On Saturday, President Uhuru Kenyatta unveiled a Sh53.7 billion Eight-Point Economic Stimulus Programme to cushion families and companies as we navigate our way out the Covid-19 pandemic.
In the economics of a lockdown, each shilling spent is likely to have a stimulating impact. It is from this understanding that governments are playing the central role in trying to stabilise their economies, just like in wartime, through economic stimulus packages.
Let us start by asking the question: is Sh53.7 billion sufficient to mitigate the Covid-19 impact?
African countries are estimated to lose more than half of their GDP growth to the Covid-19 impact — they were expected to have four per cent GDP growth in 2020.
So if they are losing this much, it means government stimulus packages should be around two per cent of GDP.
Namibia’s plan was at 4.25 per cent of GDP, Egypt at 1.8 per cent, Ethiopia’s at 1.6 per cent (but to be implemented in three months), while South Africa has the biggest at 10 per cent, but only half will actually be spent, which brings it to 4.5 per cent.
For Kenya, a two per cent of GDP stimulus programme is around Sh200 billion. The Sh53.7 billion unveiled by the President is 0.5 per cent of GDP, so the plan is underwhelming.
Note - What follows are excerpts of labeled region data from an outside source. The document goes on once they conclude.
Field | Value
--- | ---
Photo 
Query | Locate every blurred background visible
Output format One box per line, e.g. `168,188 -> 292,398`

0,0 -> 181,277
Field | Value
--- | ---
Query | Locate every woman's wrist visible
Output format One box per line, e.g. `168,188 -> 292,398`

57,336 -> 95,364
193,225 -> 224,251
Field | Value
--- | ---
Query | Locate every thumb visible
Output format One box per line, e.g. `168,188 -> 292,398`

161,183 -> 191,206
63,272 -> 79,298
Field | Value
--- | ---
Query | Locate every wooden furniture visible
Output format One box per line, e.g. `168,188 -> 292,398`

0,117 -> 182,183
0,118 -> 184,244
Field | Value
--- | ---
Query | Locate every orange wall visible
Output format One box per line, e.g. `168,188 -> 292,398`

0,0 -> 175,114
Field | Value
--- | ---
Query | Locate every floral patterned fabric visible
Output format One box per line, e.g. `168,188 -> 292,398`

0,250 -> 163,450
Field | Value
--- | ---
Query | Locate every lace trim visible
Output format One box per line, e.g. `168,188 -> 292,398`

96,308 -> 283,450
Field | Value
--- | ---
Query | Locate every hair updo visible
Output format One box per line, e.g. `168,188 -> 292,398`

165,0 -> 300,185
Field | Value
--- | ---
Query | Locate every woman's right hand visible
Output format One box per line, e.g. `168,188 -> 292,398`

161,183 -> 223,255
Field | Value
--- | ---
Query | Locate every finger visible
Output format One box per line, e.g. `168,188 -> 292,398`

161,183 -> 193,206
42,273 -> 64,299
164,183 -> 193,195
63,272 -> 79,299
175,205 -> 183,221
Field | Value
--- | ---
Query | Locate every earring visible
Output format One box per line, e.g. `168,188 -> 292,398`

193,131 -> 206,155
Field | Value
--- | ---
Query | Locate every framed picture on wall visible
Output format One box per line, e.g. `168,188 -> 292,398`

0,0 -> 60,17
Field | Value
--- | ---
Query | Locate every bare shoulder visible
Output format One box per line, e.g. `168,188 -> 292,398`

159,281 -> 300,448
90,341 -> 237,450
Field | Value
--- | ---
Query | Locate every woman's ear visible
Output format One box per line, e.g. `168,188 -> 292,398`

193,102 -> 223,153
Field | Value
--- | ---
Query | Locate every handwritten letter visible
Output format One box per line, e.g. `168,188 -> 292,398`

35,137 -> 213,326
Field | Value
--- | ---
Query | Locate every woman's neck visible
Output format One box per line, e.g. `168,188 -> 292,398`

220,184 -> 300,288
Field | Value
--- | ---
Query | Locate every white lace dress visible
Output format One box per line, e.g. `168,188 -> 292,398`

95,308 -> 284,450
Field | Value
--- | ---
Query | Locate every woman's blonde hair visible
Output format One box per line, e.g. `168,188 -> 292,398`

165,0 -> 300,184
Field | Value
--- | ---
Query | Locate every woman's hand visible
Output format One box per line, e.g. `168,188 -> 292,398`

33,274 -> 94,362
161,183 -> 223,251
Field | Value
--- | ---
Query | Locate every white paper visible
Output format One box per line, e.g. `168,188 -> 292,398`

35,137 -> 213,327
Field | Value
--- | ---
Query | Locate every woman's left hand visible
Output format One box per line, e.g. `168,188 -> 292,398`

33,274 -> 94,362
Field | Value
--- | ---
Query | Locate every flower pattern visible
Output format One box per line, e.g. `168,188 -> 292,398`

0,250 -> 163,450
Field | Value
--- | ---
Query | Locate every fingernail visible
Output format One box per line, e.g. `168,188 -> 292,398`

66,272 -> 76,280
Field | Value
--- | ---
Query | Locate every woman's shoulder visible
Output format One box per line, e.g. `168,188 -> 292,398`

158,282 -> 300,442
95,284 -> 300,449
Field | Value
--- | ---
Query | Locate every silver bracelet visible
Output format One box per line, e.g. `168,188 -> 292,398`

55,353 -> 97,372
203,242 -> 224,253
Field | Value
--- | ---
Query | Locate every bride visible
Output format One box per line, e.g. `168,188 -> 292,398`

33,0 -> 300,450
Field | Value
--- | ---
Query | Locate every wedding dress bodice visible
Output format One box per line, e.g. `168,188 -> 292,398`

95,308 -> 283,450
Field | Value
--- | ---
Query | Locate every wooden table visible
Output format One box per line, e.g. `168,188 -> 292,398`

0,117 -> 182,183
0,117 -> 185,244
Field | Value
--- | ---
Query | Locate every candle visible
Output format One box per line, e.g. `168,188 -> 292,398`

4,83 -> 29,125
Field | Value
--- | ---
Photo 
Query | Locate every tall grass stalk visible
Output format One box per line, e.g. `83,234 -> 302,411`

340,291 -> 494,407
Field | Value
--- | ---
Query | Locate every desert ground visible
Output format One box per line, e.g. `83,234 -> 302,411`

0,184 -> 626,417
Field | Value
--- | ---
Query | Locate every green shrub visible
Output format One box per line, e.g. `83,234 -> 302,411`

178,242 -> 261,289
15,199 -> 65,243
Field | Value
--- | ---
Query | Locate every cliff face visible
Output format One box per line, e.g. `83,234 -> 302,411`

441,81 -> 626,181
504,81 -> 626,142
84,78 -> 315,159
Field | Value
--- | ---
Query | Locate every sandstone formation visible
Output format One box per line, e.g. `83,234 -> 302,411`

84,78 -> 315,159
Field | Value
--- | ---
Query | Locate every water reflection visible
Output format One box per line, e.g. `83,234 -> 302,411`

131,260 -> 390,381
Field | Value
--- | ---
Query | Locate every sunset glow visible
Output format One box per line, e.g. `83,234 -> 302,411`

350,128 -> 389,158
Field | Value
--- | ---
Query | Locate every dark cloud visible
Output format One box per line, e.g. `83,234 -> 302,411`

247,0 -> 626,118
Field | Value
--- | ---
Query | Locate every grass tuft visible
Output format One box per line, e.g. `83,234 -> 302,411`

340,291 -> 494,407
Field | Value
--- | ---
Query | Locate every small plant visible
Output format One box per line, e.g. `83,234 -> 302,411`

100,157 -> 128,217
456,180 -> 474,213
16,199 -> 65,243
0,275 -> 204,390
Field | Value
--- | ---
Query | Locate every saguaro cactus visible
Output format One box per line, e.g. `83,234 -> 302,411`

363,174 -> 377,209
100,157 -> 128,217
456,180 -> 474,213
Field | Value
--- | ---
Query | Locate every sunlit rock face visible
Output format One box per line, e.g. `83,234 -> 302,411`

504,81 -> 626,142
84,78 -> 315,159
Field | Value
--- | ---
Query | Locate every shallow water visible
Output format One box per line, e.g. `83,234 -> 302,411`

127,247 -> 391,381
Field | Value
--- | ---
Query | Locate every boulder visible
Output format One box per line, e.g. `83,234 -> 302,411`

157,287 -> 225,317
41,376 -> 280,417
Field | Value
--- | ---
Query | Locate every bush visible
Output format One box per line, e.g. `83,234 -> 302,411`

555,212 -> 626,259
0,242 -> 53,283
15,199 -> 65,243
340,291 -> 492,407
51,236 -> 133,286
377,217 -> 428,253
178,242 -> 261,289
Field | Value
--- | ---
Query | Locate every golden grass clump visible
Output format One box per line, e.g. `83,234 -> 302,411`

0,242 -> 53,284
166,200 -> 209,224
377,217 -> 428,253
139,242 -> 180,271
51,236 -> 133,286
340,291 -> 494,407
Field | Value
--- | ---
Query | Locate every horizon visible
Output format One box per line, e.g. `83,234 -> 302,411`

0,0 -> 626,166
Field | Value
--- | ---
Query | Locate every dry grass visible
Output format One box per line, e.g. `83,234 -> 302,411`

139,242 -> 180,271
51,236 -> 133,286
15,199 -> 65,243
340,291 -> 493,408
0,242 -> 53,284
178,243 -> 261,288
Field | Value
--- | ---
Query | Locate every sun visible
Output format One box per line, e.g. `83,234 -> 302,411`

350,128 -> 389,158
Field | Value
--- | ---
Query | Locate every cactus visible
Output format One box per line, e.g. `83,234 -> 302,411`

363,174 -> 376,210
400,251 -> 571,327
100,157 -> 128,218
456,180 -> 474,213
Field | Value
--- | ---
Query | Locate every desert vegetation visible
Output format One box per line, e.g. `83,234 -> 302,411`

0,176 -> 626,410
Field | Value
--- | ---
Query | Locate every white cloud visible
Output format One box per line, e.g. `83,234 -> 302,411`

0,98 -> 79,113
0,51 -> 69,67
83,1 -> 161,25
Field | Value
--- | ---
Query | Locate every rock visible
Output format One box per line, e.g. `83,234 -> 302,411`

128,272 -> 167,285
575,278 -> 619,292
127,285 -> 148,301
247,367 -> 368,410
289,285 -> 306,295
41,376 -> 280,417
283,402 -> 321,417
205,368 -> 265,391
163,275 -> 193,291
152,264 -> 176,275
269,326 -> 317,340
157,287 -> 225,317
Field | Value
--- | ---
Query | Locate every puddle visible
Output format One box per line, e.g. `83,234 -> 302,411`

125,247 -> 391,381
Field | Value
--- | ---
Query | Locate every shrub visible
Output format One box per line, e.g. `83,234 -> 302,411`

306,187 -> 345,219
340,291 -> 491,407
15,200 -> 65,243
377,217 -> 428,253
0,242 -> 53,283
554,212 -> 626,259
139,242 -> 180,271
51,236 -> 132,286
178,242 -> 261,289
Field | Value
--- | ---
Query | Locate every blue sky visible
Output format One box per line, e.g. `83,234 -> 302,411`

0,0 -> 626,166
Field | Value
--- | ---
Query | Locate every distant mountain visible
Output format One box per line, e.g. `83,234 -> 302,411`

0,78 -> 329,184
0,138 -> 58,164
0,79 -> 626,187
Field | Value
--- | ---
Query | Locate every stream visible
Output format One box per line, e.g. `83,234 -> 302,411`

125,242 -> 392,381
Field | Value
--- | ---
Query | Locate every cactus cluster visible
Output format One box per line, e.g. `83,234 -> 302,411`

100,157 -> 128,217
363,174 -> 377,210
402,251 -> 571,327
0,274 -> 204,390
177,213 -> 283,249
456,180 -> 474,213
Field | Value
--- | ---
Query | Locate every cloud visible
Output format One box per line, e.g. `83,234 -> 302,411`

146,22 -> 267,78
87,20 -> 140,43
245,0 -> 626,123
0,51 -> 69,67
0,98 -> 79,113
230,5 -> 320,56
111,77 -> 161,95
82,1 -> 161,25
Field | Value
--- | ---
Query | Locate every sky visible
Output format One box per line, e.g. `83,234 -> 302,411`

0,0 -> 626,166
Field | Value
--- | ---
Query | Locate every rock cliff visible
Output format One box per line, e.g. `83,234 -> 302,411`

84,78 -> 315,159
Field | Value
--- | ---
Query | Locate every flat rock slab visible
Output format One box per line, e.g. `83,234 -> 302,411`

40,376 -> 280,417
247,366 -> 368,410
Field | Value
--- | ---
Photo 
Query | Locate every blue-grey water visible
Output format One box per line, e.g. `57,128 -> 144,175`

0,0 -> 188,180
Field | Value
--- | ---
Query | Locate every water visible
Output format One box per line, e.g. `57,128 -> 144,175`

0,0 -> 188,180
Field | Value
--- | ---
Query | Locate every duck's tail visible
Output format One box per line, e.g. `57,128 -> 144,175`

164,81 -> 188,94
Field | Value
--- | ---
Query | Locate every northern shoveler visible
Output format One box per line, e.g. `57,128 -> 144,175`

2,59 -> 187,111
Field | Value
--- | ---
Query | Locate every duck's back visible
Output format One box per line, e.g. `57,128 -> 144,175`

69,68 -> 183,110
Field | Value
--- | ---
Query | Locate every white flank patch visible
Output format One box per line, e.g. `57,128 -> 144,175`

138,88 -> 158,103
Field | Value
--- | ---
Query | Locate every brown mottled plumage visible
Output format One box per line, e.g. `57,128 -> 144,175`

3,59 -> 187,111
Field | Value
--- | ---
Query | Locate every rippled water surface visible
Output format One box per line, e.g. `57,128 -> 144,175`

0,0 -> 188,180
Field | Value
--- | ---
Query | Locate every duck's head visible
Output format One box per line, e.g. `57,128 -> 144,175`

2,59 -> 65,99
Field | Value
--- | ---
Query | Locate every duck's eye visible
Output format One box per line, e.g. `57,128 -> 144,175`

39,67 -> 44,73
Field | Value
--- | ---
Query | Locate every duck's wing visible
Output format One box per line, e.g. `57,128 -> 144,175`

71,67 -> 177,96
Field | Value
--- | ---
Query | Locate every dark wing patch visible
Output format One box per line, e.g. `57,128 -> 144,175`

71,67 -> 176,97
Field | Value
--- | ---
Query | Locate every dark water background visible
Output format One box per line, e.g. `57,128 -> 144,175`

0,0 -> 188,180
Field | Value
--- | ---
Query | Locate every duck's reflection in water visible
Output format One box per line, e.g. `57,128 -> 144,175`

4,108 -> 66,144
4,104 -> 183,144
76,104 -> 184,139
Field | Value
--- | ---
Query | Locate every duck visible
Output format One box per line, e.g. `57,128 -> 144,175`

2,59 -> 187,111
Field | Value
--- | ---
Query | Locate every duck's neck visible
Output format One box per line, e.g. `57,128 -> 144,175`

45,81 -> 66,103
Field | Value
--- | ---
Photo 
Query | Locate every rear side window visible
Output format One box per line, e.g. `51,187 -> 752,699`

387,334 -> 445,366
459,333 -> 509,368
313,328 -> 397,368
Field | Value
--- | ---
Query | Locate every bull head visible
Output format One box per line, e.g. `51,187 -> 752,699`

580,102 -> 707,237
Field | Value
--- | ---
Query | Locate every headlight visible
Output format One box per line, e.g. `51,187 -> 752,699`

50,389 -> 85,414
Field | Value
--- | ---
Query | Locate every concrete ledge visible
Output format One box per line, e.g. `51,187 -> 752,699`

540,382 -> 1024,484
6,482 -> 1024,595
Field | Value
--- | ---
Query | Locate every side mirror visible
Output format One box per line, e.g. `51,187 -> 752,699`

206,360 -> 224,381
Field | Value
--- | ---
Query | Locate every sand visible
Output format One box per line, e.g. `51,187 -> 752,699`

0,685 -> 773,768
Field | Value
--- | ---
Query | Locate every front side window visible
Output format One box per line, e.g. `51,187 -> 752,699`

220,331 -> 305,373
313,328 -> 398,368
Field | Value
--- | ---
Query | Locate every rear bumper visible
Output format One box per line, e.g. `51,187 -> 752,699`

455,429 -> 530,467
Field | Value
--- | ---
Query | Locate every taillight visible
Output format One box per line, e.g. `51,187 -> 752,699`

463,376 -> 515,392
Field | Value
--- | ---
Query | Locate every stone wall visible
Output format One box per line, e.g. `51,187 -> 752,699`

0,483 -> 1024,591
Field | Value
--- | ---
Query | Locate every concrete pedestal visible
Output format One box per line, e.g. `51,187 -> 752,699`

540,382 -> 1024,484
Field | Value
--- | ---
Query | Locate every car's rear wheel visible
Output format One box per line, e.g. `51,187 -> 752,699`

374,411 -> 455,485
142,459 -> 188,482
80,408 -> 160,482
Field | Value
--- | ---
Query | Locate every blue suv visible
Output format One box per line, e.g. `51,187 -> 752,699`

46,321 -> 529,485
Let us now delve into the elements of the eight-point programme.
LOSS OF INCOME
The biggest shock to the economy has been income shock as people lose salaries and businesses shut down.
This systemic income shock means the demand side of the economy is depressed. Therefore, we expect to see the government address the demand side.
For example, South Africa plans to spend $5 billion to protect and create jobs. In Kenya’s plan, we see the government’s intent to spend Sh5 billion to hire local labour under the infrastructure element and another 10 billion to engage 200,000 youths in restoring public hygiene.
The government is also disbursing a total of Sh1 billion a month to vulnerable families.
This cannot be equated to a response to the demand side of the economy — it is not stemming the loss of livelihoods. In fact, most people who stand to benefit are those who were out of the labour market.
The government also plans to make set aside Sh3 billion for affordable credit to SMEs. This has worked well in India. But the amount is peanuts.
We are talking about a sector that employs close to 15 million people and contributes more than 30 per cent to the national economy.
At a time like this when they are facing their biggest existential threat, we should be seeing an allocation of about Sh40 to 50 billion.
Lastly, in commerce, there is the concept of double coincidence of wants — the hunter wants arrows and the arrow-maker wants meat, leading to an exchange.
When the government says it plans to enforce “Buy Kenya, Build Kenya” in an economy whose demand-side is depressed, is the government really in touch with reality?